SQUARZINA, Luigi
– Nacque a Livorno il 18 febbraio 1922, figlio unico di Federico, originario di Lugo (dove il nonno paterno era stato provveditore agli studi), funzionario della Confindustria a Livorno, autore di un importante Codice minerario (raccolta coordinata delle principali disposizioni vigenti in Italia: Milano, Hoepli, 1944), nonché amico del musicista futurista Balilla Pratella e di Anna Matteucci Bordi di Forlì.
Oltre al testo Romagnola, dedicato alla madre, Squarzina dalla Romagna trasse l’umore generoso e sanguigno temperato da un ferreo controllo razionale. Dopo essersi maturato presso il romano liceo Tasso, conseguì la laurea in giurisprudenza con il massimo dei voti e la lode nel 1945, discutendo una tesi su Il diritto elettorale in Italia fino al fascismo; contemporaneamente si diplomò in regia all’Accademia nazionale d’arte drammatica, sotto il segno di Orazio Costa, optando per una messinscena storicizzante, a partire dalla lettura del testo. Qui rincontrò compagni di scuola talentuosi tra cui, in particolare, oltre a Luciano Salce e Adolfo Celi, Vittorio Gassman. Si prospettavano svecchiamento culturale e cambi generazionali profondi. Nel 1947, a Praga, al festival mondiale della gioventù, la sua regia di L’uomo e il fucile di Sergio Sollima vinse tutti i premi.
Di una iniziale vena lirica (le sue poesie risultano tuttora inedite), resta traccia nella scrittura degli esordi di Squarzina: se ne veda la disseminazione nel dramma Tre quarti di luna (terminato nel 1952), il testo più rappresentativo di quella temperie. Ecco alcune metafore di cui gronda il copione: «Il primo mese di scuola è come un pagliaio, tutti i fili che si strappano portano fortuna [...]. L’adolescenza si disfa come un truciolo di carta incenerita [...]. Pomeriggio sul letto, fissando un paesaggio di mastice che si rimpasta davanti agli occhi; sere in terrazza a conoscere sempre più stelle» (Teatro, 1988, pp. 6, 13 s.).

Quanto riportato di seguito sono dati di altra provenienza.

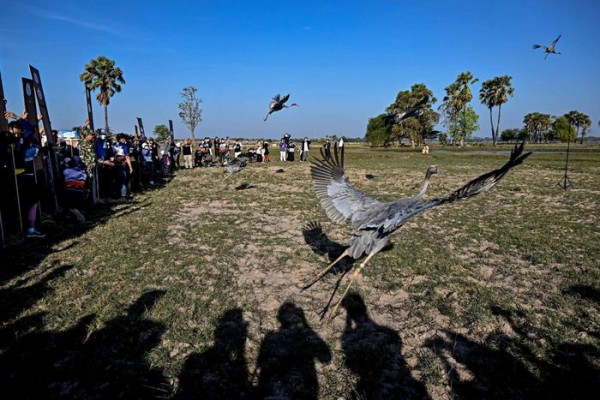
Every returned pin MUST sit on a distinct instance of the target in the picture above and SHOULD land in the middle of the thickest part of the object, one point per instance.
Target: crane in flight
(278, 104)
(548, 49)
(374, 221)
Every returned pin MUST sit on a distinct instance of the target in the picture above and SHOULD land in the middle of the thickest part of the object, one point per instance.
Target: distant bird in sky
(374, 221)
(278, 104)
(548, 49)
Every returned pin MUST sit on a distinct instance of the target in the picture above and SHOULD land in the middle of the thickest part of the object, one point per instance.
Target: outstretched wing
(473, 188)
(337, 196)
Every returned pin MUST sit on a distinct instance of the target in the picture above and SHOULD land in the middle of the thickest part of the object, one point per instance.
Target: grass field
(193, 290)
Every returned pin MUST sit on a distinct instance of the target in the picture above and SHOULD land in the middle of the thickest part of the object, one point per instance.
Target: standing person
(291, 150)
(176, 154)
(305, 149)
(215, 147)
(171, 150)
(327, 148)
(223, 150)
(155, 155)
(88, 157)
(187, 154)
(282, 150)
(237, 150)
(30, 191)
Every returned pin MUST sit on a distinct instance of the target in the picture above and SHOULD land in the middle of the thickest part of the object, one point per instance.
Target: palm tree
(494, 92)
(102, 74)
(458, 96)
(581, 121)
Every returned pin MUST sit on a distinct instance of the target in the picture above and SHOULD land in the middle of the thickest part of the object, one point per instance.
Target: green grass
(509, 279)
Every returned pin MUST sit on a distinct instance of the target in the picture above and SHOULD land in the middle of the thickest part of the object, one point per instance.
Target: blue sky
(342, 61)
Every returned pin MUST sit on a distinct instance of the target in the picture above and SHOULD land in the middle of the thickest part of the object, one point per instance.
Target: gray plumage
(278, 103)
(374, 221)
(548, 49)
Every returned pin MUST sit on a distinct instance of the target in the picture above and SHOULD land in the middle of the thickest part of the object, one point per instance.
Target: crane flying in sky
(374, 221)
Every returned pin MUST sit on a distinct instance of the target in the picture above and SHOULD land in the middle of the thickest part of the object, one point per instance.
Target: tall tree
(562, 130)
(454, 107)
(420, 125)
(538, 126)
(162, 133)
(101, 73)
(379, 131)
(580, 121)
(494, 92)
(189, 109)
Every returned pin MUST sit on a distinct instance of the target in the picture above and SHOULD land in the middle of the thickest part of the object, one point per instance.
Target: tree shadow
(286, 361)
(374, 353)
(245, 186)
(585, 292)
(74, 363)
(503, 367)
(220, 372)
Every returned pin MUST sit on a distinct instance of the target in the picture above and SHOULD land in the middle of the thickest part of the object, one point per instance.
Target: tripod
(565, 182)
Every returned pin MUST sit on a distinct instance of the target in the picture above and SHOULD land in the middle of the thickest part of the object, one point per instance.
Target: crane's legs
(353, 277)
(322, 273)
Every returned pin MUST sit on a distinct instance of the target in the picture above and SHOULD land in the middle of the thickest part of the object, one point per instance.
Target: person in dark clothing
(304, 150)
(30, 190)
(187, 155)
(327, 149)
(155, 154)
(291, 151)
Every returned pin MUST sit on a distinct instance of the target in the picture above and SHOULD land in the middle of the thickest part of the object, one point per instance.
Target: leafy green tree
(581, 121)
(379, 131)
(443, 139)
(101, 73)
(455, 108)
(493, 93)
(509, 135)
(189, 109)
(162, 133)
(538, 126)
(562, 130)
(420, 126)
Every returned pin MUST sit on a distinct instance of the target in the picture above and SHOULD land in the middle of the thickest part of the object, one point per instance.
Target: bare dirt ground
(494, 297)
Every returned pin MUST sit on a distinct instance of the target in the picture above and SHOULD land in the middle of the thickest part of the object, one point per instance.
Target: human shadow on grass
(503, 366)
(373, 353)
(80, 363)
(286, 361)
(245, 186)
(221, 371)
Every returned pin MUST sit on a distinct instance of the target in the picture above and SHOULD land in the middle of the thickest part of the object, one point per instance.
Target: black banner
(30, 107)
(3, 121)
(39, 92)
(88, 99)
(141, 125)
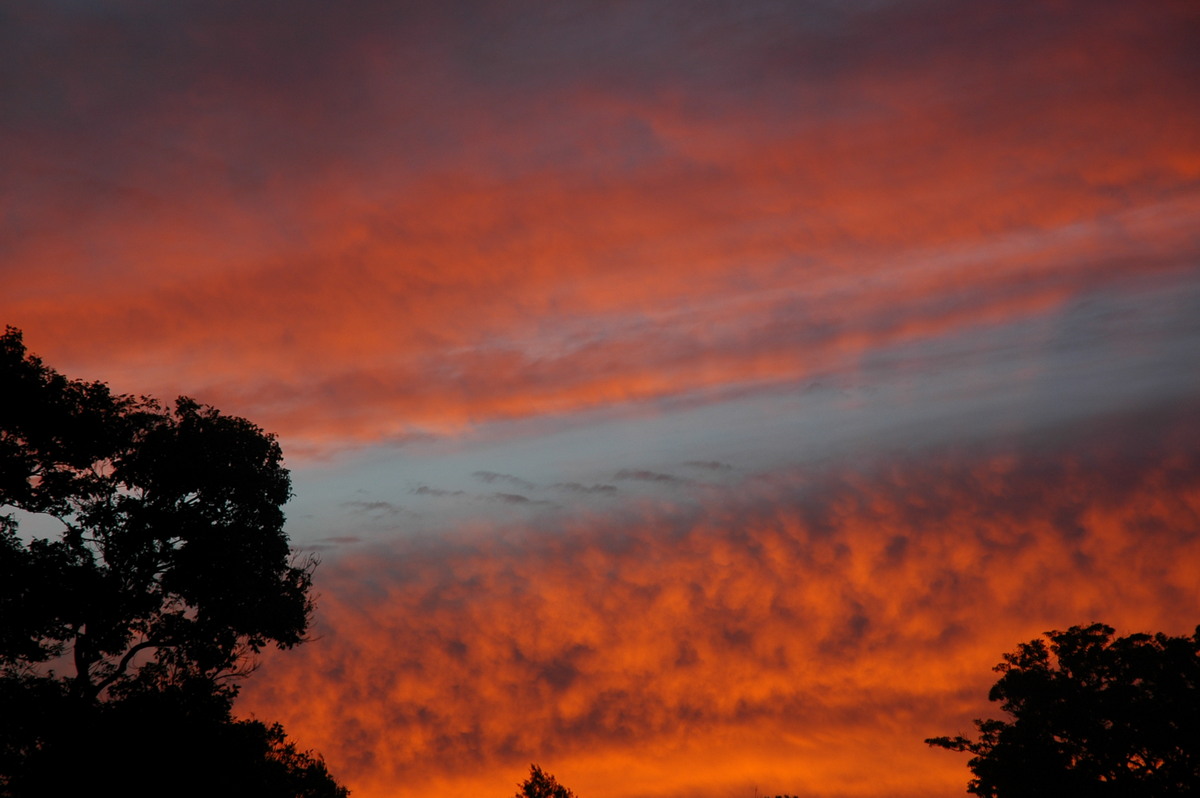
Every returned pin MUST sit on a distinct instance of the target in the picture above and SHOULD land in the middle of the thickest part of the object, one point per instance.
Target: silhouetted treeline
(120, 634)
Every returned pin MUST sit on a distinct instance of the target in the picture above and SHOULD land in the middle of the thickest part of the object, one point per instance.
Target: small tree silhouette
(1091, 717)
(543, 785)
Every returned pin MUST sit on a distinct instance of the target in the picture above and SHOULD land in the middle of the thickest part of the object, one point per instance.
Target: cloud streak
(742, 243)
(771, 634)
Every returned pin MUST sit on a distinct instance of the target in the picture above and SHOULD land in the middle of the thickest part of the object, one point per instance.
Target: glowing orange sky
(689, 397)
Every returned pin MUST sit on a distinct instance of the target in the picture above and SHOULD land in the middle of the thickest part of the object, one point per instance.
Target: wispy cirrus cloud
(768, 631)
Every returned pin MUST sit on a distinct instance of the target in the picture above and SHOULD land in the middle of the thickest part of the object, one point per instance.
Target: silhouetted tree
(541, 785)
(168, 571)
(1092, 717)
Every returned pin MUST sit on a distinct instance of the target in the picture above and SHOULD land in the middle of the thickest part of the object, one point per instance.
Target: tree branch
(124, 664)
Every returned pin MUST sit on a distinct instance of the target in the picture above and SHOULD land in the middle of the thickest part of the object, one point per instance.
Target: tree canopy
(541, 785)
(1092, 715)
(157, 569)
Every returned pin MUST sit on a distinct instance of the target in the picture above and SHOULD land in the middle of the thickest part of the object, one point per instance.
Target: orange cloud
(587, 244)
(801, 634)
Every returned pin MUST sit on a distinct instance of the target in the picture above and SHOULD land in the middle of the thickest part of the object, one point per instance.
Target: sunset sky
(691, 397)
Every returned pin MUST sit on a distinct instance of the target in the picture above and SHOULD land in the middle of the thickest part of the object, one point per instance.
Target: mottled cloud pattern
(802, 634)
(693, 397)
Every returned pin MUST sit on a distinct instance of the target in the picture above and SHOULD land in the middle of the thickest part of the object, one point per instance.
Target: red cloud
(772, 637)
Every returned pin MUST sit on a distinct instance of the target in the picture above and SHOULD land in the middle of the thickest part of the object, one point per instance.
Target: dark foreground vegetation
(124, 630)
(1091, 717)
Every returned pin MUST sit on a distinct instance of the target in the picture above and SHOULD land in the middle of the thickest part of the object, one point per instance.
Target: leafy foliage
(172, 562)
(169, 571)
(541, 785)
(1092, 715)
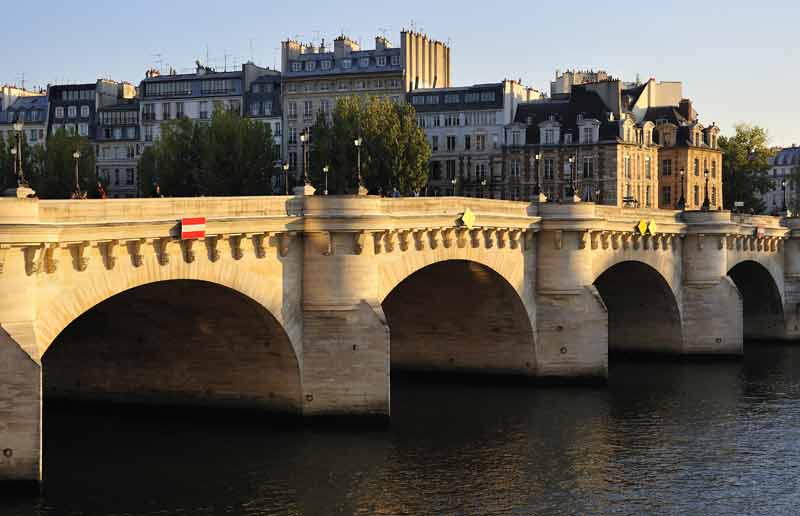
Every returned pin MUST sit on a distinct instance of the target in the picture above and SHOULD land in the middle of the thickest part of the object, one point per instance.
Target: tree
(51, 170)
(229, 156)
(394, 152)
(745, 159)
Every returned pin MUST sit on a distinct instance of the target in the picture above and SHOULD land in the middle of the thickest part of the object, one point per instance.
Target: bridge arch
(643, 309)
(762, 299)
(177, 341)
(460, 315)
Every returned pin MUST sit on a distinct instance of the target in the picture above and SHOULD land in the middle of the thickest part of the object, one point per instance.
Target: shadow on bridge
(643, 313)
(761, 299)
(462, 317)
(175, 342)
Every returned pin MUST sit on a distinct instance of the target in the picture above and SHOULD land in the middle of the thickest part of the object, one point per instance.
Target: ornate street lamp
(358, 142)
(682, 199)
(285, 168)
(706, 204)
(77, 156)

Squarzina ebbe un apprendistato imbevuto di un marxismo giovanile da Seconda Internazionale e rafforzato dall’apprendimento febbrile di più lingue: il tedesco per tradurre Le regole per l’attore di Goethe nel 1954, il francese utilizzato nell’approccio al boulevard elegante tipo Jean Anouilh, l’inglese grazie alla borsa Fulbright nel 1951-52 all’Università di Yale, dove si perfezionò nella Theaterwissenschaft con Alois Nagler, dopo un viaggio on the road negli Stati Uniti maccartisti. Il tutto riutilizzato nell’avventura dell’Enciclopedia dello spettacolo, al fianco dell’ideatore Silvio d’Amico e del figlio Sandro, di cui diresse la sezione Teatro per i primi quattro volumi (1952-1957), redigendo di persona vari lemmi. Contribuì inoltre, assieme a Ivo Chiesa e a Sandro d’Amico, a ottenere i volumi e i costumi teatrali del lascito di Adelaide Ristori, integrato dall’archivio di Guido Salvini, il nipote di Tommaso, fondando il primo Museo Biblioteca dell’attore, a Genova nel 1966.

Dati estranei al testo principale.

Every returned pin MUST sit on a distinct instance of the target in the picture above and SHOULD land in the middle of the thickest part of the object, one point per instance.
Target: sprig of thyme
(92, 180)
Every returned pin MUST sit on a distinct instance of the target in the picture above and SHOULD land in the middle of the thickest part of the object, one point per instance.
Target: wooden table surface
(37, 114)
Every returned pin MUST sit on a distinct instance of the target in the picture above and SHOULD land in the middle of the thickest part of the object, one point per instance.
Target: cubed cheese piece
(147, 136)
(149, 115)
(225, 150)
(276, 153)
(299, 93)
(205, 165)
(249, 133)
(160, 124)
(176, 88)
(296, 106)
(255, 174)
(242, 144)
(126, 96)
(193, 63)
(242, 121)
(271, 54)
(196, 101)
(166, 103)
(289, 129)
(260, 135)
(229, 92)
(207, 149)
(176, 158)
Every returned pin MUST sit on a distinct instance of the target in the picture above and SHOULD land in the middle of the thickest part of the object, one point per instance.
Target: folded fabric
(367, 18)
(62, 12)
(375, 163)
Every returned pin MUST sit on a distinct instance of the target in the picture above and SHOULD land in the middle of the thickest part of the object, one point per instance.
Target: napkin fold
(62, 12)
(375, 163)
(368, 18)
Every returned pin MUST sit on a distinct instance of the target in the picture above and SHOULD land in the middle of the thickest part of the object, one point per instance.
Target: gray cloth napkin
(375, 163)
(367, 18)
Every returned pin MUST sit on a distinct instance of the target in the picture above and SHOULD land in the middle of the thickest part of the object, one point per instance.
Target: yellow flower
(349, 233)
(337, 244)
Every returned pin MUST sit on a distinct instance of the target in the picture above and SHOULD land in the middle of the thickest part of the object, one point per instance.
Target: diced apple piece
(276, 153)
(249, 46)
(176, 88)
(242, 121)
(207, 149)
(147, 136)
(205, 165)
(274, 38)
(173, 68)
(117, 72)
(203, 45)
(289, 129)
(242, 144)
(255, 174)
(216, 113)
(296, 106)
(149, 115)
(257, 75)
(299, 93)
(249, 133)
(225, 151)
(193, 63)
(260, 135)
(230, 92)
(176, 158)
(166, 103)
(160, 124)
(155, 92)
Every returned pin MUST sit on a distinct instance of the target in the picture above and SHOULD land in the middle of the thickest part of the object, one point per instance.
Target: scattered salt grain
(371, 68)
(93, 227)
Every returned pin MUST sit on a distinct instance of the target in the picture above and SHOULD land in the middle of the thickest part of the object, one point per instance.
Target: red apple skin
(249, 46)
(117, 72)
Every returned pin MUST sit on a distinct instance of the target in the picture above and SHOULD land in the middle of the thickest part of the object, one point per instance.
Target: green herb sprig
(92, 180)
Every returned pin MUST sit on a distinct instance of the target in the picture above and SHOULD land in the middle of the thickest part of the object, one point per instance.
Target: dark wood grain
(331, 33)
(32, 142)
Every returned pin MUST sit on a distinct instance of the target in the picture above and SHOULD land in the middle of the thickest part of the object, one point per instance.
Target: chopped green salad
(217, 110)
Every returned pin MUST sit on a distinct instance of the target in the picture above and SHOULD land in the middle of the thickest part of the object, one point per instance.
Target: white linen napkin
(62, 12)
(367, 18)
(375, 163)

I primi interventi registici si accompagnarono a riduzioni da materiali narrativi, trasformati in copioni teatrali. Oltre Uomini e topi (1944) di John Steinbeck, in una Roma appena liberata, Gli indifferenti di Alberto Moravia, affiancato nella stesura dall’autore (Sipario, 1947, n. 13), mentre nel 1963 firmò la sceneggiatura del Terrorista di Gianfranco De Bosio, per non citare anche il libretto dal Gattopardo portato sulla scena lirica nel 1967. Molto forti, in Squarzina, furono le motivazioni per accostarsi al grande romanzo novecentesco: Il fu Mattia Pascal (1974), dove valorizzò il ruolo del bibliotecario-pretino incaricato di seguire Giorgio Albertazzi nelle peripezie della trascrizione scenica, e La coscienza di Zeno, in cui strappò a un comico come Alberto Lionello i registri drammatici. E ancora Bouvard e Pécuchet, trattato assieme a Tullio Kezich (Sipario, 1968, n. 271).

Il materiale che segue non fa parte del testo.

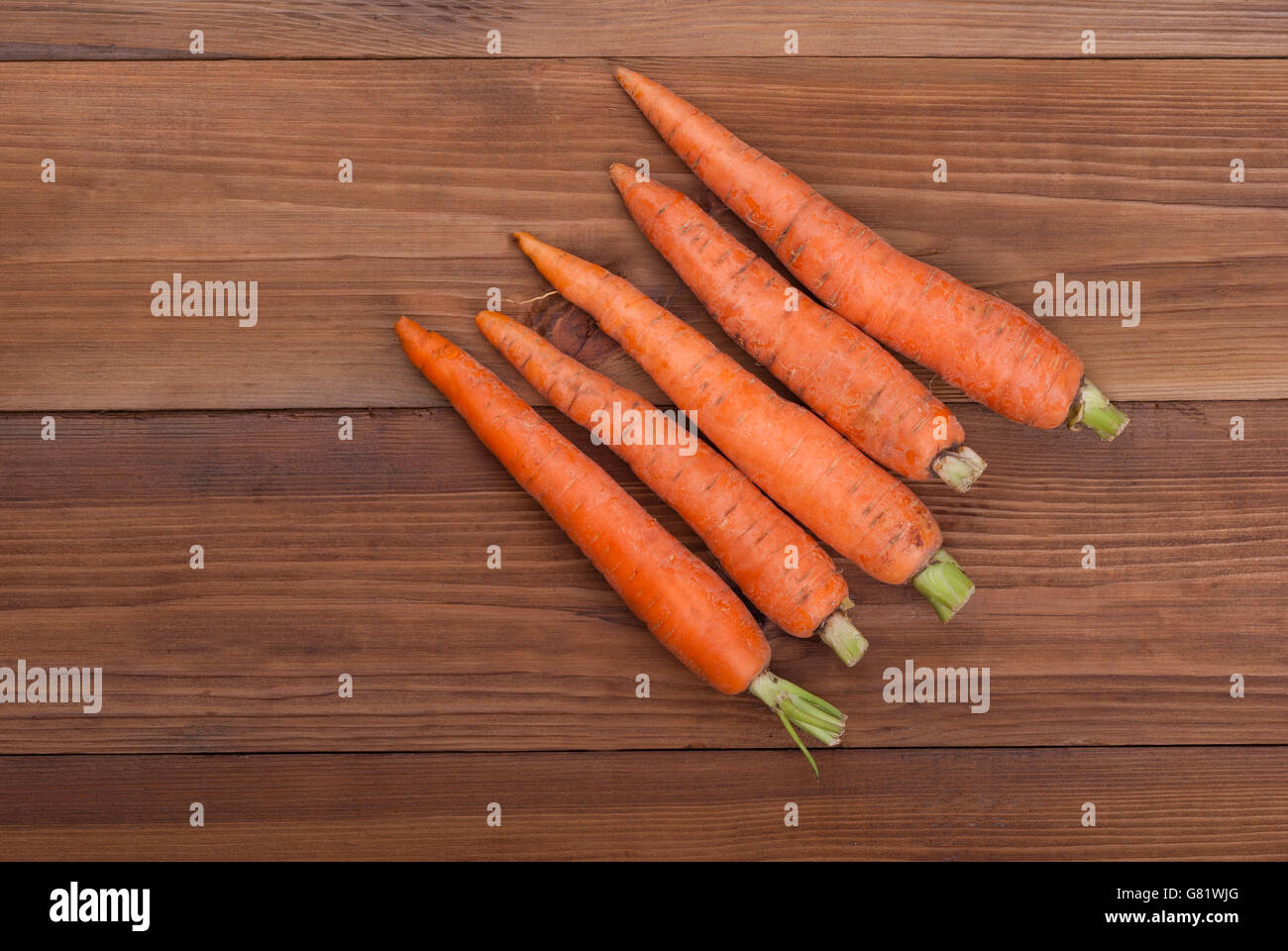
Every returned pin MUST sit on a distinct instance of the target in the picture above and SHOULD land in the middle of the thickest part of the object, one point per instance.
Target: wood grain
(226, 170)
(871, 804)
(291, 29)
(369, 558)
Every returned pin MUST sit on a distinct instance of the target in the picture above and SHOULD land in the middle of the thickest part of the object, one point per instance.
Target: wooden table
(368, 557)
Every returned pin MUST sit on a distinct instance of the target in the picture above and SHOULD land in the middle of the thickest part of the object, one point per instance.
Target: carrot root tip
(1093, 409)
(944, 585)
(842, 637)
(960, 467)
(798, 707)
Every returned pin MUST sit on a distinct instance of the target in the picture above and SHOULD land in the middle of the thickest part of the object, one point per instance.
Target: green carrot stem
(1093, 407)
(842, 637)
(958, 467)
(944, 585)
(799, 707)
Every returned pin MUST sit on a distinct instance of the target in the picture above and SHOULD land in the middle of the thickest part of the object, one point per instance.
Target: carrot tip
(960, 468)
(842, 637)
(944, 585)
(1093, 407)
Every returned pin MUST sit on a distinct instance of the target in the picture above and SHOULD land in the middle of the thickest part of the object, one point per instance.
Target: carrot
(845, 375)
(800, 462)
(683, 602)
(785, 573)
(986, 347)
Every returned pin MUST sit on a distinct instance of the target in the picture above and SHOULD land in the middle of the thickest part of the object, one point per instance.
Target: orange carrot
(784, 571)
(683, 602)
(802, 463)
(831, 365)
(982, 344)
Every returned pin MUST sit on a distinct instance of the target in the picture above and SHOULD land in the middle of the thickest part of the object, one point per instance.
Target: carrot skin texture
(988, 348)
(845, 375)
(746, 532)
(683, 602)
(806, 467)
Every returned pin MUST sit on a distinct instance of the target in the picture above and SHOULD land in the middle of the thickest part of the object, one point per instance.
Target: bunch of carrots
(784, 474)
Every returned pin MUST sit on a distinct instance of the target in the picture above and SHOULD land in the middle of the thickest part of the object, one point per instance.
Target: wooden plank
(288, 29)
(369, 558)
(226, 170)
(871, 804)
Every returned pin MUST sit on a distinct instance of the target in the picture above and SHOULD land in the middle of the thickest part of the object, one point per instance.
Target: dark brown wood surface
(1099, 170)
(384, 29)
(871, 804)
(368, 557)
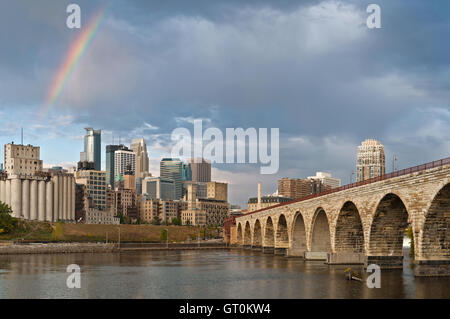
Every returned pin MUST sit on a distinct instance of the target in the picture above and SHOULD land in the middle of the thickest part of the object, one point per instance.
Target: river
(233, 274)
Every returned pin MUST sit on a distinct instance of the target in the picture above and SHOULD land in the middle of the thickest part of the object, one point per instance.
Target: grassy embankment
(60, 232)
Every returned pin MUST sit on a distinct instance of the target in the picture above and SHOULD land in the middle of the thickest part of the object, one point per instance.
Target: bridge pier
(280, 251)
(432, 268)
(346, 258)
(315, 255)
(268, 250)
(386, 262)
(291, 252)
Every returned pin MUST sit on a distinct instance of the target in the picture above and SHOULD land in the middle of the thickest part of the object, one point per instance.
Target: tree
(7, 222)
(176, 221)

Sulla scia degli entusiasmi interdisciplinari, sul finire degli anni Sessanta fondò, grazie al grecista Benedetto Marzullo, il corso di laurea in Discipline delle arti, della musica e dello spettacolo (DAMS) presso l’Università degli studi di Bologna, chiamando i migliori nell’operatività connessa allo spettacolo e alla comunicazione, a fianco, tra gli altri, di Umberto Eco. In tale contesto, nel 1976 gli venne conferita la cattedra di istituzioni di regia, poi lasciata nel 1987 per spostarsi alla Sapienza e quindi a Roma Tre, dove divenne professore emerito nel 1998.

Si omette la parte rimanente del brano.